There was one very powerful grammar nazi insisting that there is no such thing as an exclamatory question. He never provided any evidence, and nobody agreed with him, so he could have just been a troll, but it seemed to me he felt very strongly, so I’ll address his concerns.
He said that the reason we have two marks is to distinguish between exclamations and questions, because they have the same wording. But, perhaps, I don’t do his words justice. Let me quote him verbatim.
I’m afraid there is simply no argument to be made for the interrobang being grammatically useful, because grammar distinguishes a question from an exclamation and assigns a specific, individual punctuation mark to each. There is no ambiguous case in which one cannot determine whether something is a question or an exclamation. Most things that are concluded ?! are in fact questions, and should be concluded ?.
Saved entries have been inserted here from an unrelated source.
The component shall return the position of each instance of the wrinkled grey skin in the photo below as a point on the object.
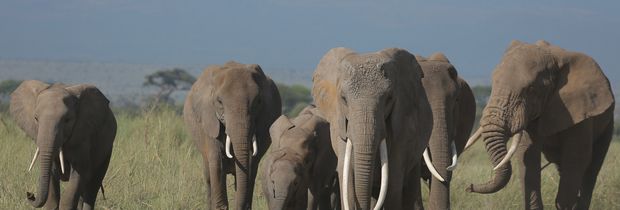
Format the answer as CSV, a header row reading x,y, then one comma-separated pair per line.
x,y
239,101
367,98
563,101
77,120
454,112
300,169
So what does ?! represent? What indeed! It might be the raised eyebrows when we question something we can scarcely believe. Or it might be the tone of indignation when we question what seems to us wrong. But neither of these are grammatical. They belong to a level of textual articulation above the grammatical. So, yes, one can say that the interrobang might be ungrammatically useful, or even extra-grammatically useful. But this is an argument against the notion of the interrobang as a new (and proudly American) punctuation mark. It may look like a punctuation mark, it may have hijacked two punctuation marks, but it functions as something other than and beyond a punctuation mark.
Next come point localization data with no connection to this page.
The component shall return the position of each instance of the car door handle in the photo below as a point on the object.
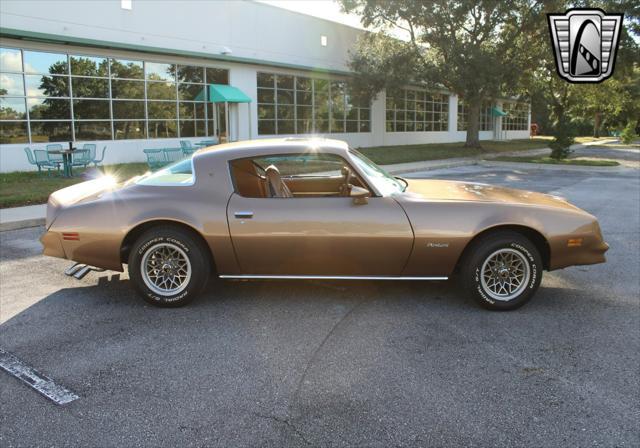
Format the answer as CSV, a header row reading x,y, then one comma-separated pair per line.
x,y
243,215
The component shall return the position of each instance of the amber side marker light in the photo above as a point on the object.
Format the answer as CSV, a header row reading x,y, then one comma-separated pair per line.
x,y
574,242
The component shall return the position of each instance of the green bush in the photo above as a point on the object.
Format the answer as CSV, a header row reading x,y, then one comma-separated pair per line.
x,y
628,133
563,139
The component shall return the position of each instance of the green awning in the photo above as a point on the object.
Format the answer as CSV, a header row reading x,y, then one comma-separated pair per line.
x,y
221,93
497,112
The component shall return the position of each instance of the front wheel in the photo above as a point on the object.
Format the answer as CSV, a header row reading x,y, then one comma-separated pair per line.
x,y
168,266
502,271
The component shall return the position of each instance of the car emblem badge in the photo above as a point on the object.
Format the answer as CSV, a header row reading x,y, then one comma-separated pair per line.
x,y
585,42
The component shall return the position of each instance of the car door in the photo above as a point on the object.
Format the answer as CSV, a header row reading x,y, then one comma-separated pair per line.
x,y
319,235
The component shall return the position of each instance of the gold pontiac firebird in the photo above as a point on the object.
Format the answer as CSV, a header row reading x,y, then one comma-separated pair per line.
x,y
314,209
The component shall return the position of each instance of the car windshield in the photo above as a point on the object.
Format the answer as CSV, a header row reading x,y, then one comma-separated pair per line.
x,y
179,173
384,182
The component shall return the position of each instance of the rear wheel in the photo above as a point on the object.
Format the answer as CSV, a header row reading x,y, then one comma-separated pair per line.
x,y
168,266
502,271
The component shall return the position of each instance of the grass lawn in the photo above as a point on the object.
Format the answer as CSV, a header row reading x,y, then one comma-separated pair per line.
x,y
29,188
387,155
550,161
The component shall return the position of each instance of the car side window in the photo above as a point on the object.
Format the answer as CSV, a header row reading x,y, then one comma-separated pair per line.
x,y
291,176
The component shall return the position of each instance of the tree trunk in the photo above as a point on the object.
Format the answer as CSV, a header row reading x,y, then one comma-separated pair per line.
x,y
597,122
473,125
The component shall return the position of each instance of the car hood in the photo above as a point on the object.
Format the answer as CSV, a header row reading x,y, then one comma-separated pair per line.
x,y
442,190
The interrobang itself is a symptom of ungrammatical usage of the exclamation mark, especially beloved of ad-men like Martin Speckter, to express loudness. You know: loudness! Since, according to this usage, the exclamation mark can be added to any statement, regardless of whether it is grammatically an exclamation or not, it is assumed that it can be added to what is grammatically a question. Correct use of the exclamation mark is one of the least taught aspects of English grammar, even more poorly understood by most people than the semi-colon and apostrophe.
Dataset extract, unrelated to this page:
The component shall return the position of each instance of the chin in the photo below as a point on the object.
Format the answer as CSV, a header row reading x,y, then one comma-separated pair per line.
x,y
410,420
Okay. So, he’s saying that, by definition, there is no question that is an exclamation because loudness doesn’t equal exclamatory and presumably neither does passion. So, what does equal exclamatory? He’s saying that exclamatory is grammatical in nature rather than in how the words are expressed. If I give him that, then we should end every sentence in a period. Period. The grammar will take care of what type of sentence it is.
Well, I think he has a half-arsed answer to that.
Grammar does not need an exclamation mark to distinguish a ‘plain statement from an exclaimed statement’; it uses an exclamation mark to clearly distinguish an exclamation from a question…
Correct me if I’m wrong, but didn’t he just contradict himself? Well, in the interest of your sanity, I’m going to leave this guy behind, but if you want to see the full context, you can visit the comments of the article in question.
The third concern, which you can also read about in the comments of that same article, is that it’s a typographer’s nightmare. It seems to be very difficult to make interrobangs that don’t turn into ink blotches at low font sizes. But, not impossible, as many fonts have that taken care of. What they’re saying is, “We don’t want it to catch on because it’s too hard and we’re lazy.”
But, aside from the grammatical answers for it and the answers to the objections, there is only one reason you need to insert the interrobang into standard punctuation. It’s just awesome! And that’s really all you need.